Websites that adapt to changing energy levels

Ūrjā

What makes a good website? Ask a designer and they might talk about established principles for building intuitive, aesthetic, accessible sites. Keeping aside individual user experiences, if we a take the whole of the web into account, particularly its global energy consumption, another metric becomes apparent. What is the energy cost of a webpage whizzing past the cables, criss-crossing the planet, going from servers to clients? Ūrjā is a project that considers energy consumption as a parameter for the design of the web.

Solar Protocol is a global network of volunteer-run servers powered by solar energy. These servers hold the same information butcommunicate with each other over public APIs to determine which server has the most energy at any moment in time & hence should become the active server. In effect, these servers share their workload, handing off responsibility as they wait to be recharged.

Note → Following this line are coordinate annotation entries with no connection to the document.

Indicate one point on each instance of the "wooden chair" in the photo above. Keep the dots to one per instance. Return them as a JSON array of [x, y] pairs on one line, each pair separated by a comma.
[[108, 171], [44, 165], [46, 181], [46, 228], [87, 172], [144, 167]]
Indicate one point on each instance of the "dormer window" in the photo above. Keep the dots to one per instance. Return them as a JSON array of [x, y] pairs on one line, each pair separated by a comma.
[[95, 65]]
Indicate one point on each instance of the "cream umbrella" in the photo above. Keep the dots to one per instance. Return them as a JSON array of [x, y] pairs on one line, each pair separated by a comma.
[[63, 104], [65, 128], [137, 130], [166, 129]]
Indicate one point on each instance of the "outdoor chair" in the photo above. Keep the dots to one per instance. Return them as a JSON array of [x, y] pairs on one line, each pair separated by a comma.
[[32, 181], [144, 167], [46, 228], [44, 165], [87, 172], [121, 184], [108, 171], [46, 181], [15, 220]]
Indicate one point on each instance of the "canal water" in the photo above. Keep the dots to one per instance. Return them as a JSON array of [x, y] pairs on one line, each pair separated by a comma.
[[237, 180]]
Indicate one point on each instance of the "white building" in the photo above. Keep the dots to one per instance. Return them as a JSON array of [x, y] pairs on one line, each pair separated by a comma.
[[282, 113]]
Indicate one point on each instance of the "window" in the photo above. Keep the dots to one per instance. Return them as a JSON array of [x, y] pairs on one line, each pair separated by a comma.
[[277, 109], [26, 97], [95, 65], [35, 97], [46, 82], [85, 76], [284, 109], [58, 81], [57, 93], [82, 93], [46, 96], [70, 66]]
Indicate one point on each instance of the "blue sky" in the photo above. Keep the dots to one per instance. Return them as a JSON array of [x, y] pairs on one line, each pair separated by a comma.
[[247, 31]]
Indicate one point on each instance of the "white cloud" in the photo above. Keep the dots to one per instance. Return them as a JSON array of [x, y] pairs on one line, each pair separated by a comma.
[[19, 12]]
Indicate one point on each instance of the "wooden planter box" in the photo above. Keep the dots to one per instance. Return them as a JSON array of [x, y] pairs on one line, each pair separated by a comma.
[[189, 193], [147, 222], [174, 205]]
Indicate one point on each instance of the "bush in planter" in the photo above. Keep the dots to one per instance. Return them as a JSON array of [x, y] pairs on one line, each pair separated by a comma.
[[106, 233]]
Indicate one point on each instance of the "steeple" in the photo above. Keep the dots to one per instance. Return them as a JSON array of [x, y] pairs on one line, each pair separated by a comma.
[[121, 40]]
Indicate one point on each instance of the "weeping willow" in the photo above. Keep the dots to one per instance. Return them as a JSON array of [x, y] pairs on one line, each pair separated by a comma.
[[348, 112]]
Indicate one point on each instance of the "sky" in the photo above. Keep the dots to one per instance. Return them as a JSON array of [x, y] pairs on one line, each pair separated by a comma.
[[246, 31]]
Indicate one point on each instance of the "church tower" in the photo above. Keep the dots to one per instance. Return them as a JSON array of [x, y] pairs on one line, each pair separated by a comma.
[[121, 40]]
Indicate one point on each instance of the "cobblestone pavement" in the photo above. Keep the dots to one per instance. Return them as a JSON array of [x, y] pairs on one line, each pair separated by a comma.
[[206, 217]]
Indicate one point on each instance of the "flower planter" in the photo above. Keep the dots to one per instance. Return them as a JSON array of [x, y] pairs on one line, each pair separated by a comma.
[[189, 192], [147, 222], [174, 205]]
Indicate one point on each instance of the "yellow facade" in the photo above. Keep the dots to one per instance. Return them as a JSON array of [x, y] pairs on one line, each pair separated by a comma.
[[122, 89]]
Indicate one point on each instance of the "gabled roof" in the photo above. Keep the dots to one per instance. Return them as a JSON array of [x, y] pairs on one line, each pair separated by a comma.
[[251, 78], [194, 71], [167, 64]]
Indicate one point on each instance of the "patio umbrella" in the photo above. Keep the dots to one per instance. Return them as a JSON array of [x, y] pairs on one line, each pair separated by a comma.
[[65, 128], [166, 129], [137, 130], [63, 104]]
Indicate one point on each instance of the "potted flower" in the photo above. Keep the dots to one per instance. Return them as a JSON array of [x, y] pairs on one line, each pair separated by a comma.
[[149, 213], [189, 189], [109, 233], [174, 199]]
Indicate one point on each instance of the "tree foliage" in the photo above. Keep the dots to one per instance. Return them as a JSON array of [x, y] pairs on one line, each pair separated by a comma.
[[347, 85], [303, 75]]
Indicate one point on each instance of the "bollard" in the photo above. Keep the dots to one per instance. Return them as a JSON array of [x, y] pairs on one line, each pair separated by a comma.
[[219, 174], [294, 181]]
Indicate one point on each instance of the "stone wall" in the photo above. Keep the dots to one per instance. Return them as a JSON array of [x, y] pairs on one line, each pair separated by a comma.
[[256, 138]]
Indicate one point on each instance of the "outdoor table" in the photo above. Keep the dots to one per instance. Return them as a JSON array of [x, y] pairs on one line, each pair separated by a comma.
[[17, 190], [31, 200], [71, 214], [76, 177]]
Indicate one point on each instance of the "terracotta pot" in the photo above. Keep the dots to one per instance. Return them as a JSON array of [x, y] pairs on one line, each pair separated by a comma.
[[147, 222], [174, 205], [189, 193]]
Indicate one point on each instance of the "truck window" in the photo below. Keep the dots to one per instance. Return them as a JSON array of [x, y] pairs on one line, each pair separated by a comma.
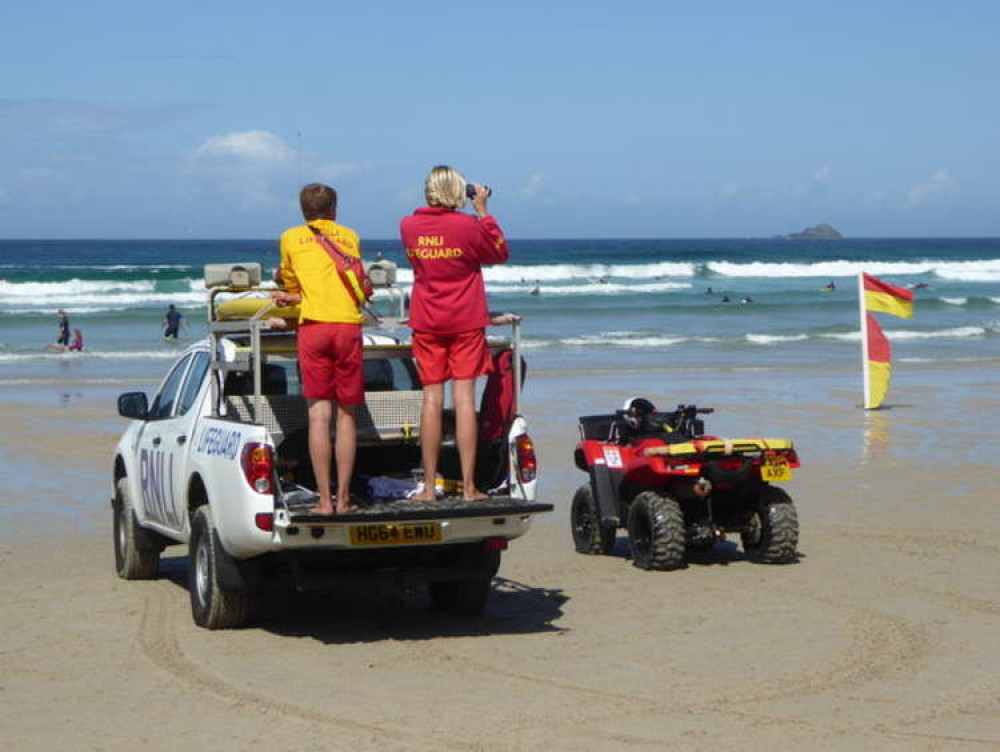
[[163, 404], [192, 385]]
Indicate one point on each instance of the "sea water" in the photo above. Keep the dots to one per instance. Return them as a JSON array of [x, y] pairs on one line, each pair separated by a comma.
[[588, 305]]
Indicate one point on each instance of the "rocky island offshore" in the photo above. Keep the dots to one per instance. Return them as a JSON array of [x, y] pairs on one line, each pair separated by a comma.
[[818, 232]]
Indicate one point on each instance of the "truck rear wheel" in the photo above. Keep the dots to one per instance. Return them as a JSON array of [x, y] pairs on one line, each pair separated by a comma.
[[135, 557], [467, 597], [773, 534], [656, 531], [589, 535], [211, 606]]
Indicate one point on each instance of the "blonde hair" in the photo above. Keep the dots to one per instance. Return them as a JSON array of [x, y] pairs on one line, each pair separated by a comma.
[[445, 186]]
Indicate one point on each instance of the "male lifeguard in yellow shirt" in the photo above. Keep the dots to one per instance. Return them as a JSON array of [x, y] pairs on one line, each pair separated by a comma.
[[330, 354]]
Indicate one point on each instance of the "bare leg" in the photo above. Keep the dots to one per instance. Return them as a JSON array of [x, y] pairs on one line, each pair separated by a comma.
[[346, 448], [320, 451], [430, 437], [468, 435]]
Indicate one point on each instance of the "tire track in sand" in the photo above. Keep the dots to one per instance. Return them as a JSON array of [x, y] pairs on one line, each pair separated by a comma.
[[157, 639], [880, 644]]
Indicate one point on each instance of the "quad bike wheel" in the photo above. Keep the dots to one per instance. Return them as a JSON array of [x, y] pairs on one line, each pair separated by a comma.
[[589, 535], [656, 531], [773, 530]]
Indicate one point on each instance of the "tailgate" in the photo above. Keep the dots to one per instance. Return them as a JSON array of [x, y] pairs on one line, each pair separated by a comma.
[[408, 523]]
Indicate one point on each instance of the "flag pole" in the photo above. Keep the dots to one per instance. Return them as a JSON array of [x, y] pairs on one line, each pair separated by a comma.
[[864, 340]]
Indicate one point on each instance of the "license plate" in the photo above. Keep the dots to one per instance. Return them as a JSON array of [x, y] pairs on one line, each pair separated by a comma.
[[775, 470], [399, 534]]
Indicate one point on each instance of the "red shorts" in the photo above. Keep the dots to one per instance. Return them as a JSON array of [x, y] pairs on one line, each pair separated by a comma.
[[440, 357], [330, 362]]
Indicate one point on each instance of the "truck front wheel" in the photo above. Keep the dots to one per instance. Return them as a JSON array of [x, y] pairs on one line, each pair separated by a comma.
[[211, 606], [136, 558]]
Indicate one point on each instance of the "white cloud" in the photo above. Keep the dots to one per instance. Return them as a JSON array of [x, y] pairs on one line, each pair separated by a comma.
[[261, 147], [535, 182], [937, 186], [251, 165]]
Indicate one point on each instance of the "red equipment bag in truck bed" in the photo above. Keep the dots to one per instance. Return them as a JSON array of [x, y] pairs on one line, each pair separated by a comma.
[[496, 410]]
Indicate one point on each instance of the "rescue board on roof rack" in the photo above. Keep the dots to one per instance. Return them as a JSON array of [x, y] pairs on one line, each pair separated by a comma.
[[244, 308]]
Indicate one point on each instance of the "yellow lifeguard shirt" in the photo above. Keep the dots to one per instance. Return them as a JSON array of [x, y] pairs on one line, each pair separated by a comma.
[[307, 268]]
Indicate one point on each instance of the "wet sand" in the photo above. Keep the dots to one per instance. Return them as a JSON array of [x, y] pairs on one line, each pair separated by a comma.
[[884, 636]]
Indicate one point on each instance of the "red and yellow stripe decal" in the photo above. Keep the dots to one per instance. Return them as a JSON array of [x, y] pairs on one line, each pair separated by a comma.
[[881, 297]]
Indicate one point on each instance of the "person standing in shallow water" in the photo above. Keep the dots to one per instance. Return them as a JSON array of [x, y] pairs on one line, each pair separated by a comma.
[[172, 323], [63, 324], [447, 250]]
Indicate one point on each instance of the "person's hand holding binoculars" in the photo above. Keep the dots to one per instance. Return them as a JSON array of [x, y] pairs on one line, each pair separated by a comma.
[[478, 193]]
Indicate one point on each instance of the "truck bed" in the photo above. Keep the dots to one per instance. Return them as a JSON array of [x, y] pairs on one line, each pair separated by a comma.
[[448, 507]]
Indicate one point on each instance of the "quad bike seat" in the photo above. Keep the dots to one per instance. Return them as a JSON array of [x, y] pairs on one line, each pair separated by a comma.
[[653, 425]]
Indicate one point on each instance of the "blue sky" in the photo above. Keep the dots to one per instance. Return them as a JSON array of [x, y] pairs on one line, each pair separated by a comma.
[[629, 119]]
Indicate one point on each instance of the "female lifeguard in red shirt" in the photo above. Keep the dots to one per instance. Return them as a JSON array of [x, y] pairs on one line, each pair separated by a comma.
[[448, 312]]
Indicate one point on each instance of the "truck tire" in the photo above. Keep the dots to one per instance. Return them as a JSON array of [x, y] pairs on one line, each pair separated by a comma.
[[136, 558], [656, 532], [773, 534], [466, 597], [211, 606], [589, 535]]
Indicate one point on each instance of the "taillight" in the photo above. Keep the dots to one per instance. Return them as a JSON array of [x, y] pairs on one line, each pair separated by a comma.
[[495, 544], [258, 467], [527, 464]]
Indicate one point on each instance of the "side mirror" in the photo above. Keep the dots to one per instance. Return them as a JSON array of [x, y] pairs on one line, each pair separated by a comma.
[[133, 405]]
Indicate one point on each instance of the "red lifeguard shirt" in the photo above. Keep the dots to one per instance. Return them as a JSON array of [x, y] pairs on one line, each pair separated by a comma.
[[447, 250]]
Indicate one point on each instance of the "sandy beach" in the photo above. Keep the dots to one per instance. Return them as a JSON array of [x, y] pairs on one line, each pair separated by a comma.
[[884, 636]]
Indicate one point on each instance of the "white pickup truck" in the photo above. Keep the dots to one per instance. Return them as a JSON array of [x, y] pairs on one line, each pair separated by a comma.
[[219, 460]]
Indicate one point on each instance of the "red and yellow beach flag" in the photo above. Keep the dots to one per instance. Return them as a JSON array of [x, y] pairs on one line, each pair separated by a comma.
[[878, 365], [879, 297]]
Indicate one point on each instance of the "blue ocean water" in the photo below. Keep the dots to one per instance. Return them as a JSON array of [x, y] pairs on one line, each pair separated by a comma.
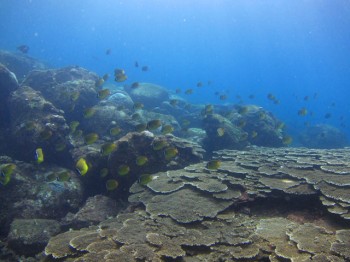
[[291, 49]]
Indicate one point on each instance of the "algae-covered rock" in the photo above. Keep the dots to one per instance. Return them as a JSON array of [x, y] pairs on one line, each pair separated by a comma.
[[133, 145], [37, 192], [263, 128], [35, 122], [71, 89], [95, 210], [121, 99], [232, 138], [30, 236], [20, 64]]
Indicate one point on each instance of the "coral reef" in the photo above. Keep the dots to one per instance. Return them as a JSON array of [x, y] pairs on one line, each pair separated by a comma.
[[95, 210], [20, 64], [35, 122], [30, 236], [197, 214], [71, 89], [31, 194]]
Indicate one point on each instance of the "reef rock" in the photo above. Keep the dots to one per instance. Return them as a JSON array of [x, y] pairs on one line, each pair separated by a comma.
[[120, 99], [149, 94], [35, 192], [323, 136], [30, 236], [20, 64], [35, 122], [8, 84], [71, 89], [107, 116], [262, 127], [95, 210], [200, 214], [233, 137], [133, 145]]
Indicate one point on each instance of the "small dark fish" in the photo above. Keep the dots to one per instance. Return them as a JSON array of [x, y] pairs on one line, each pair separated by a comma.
[[23, 48], [123, 170], [302, 112], [135, 85], [213, 164], [103, 93], [114, 131], [138, 106], [105, 77], [327, 115], [189, 91], [140, 127], [287, 140], [167, 129], [136, 116], [154, 124], [223, 97], [220, 131], [82, 167], [120, 75], [254, 134], [99, 82], [108, 148], [173, 102], [271, 96], [111, 184], [46, 134]]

In the visualisation above, I use the Solar Protocol API to fetch the voltage and current data logged by the active server over the past week. The natural cyclical pattern in solar energy becomes apparent by the rise and fall in power over time. This data is fetched in real-time and rendered as an animated graphic in high-energy use designs, shown as a static image in medium-energy, and as an ASCII diagram on the low-energy page.

Imagine that the server-client interaction is akin to a chit-chat between two people. We intuitively gauge our own & our partner's energy levels and adapt the discourse accordingly. Similarly, clients and server must assess each other's energy levels to choose a design appropriate for their capacity.